Following the political developments in South Korea and martial laws being put in place and then revoked, the Samsung stock is under heavy selling pressure. How do you expect global investors to react in the short term? Could this spark a broader risk aversion in emerging markets?
Ajay Bagga: The Korean exchange has said they will function as normal. The party leader of the president has opposed this on a Facebook post and the defence minister has called for the military. So, we really do not know what is happening right now. It actually came out of the blue. There have been political wranglings on the budget and this is a minority government which would not survive a floor test. So, overall, it is a very big surprise and I am sure the allies of South Korea from Japan to Europe are working on the back channels to see how this situation can be diffused. It is not a dictatorial country. It is a very strong democracy standing up to its communist neighbours. So, it is very critical that democracy is protected.

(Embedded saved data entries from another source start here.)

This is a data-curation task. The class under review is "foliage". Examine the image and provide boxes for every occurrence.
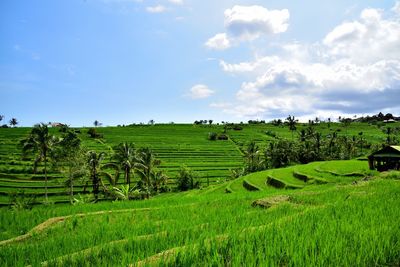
[208,132,217,141]
[87,128,103,138]
[113,142,135,185]
[176,166,200,191]
[20,123,60,201]
[8,190,36,210]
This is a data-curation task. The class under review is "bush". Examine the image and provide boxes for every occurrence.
[217,134,229,140]
[208,132,217,141]
[87,128,103,138]
[233,125,243,131]
[176,166,200,191]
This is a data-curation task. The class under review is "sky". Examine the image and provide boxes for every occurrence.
[1,0,400,126]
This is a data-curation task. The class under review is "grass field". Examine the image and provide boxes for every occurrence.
[0,160,399,266]
[0,122,398,204]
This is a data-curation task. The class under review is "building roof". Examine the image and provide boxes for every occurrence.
[369,146,400,158]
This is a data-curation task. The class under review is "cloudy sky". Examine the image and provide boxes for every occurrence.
[1,0,399,126]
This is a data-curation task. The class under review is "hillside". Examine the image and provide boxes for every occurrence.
[0,160,399,266]
[0,122,398,205]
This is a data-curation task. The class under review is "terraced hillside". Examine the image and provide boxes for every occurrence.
[0,125,243,205]
[225,160,373,193]
[0,160,399,266]
[0,122,397,205]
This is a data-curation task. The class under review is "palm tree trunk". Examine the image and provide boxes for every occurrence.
[44,157,48,202]
[127,167,130,186]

In terms of risk assets, there is an impact. South Korea is a big part of the global supply chain and anything disruptive would see a fair bit of risk off happening. But again, the democratic institutions are strong enough and the army will really not intervene out of the blue like this, that is the best scenario we can have. There is a big US military presence in South Korea as well. There’s a very strong treaty in place and I’m sure telephones are being worked on right now.
South Korea is a critical hub for semiconductors and tech supply chains. How vulnerable are global tech markets to prolonged political instability?
Ajay Bagga: Firstly, my assessment is that the president will be on his way out because the ruling party, as well as the opposition, the Democratic Party, both have come together against martial law. This is unheard of in a democracy where they are putting media controls, where political expression is being curbed and emergency has been declared, martial law has been declared. It would not stay for too long, that is the assessment right now that the markets are making, that this is a transient phase. A change of government that will come through. Perhaps you will need one more election to be called and with a caretaker president in place. We are hoping that this does not get prolonged.
Korea is a big supplier, both of high-end technology and tertiary technology. Its two biggest trading partners are the US and China. So, a lot of the finished high-end Chinese goods depend on tertiary Korean goods, as do finished Japanese goods. So, it is a big part of the global electronics, semiconductors, high-end value chain. There will be some amount of disruption, but the sentiment is the bigger issue. We were seeing better sentiment with the Israel-Hezbollah 60-day ceasefire. We were seeing better sentiment with Ukraine talking about truce and putting some conditions. But definitely everybody is talking about a stop to that shooting war. So that risk-on could move to risk-off very fast if this crisis deepens or continues.
Right now, our assessment is it will not continue for too long and saner voices will prevail. Korea today could not withstand North Korea and China combined without the US might behind it. There are over 29,000 US soldiers in South Korea. The US nuclear umbrella protects South Korea from being overrun by the North Korean army. So, clearly the US will have a voice at the table and you can expect that diplomatic channels would be working on resolving this issue.We have seen geopolitical shocks. Historically, they drive investors to safe havens. Like the dollar, like gold, like treasuries. What are the immediate safe haven trends that you are observing or anticipating after this martial law was put in place in South Korea?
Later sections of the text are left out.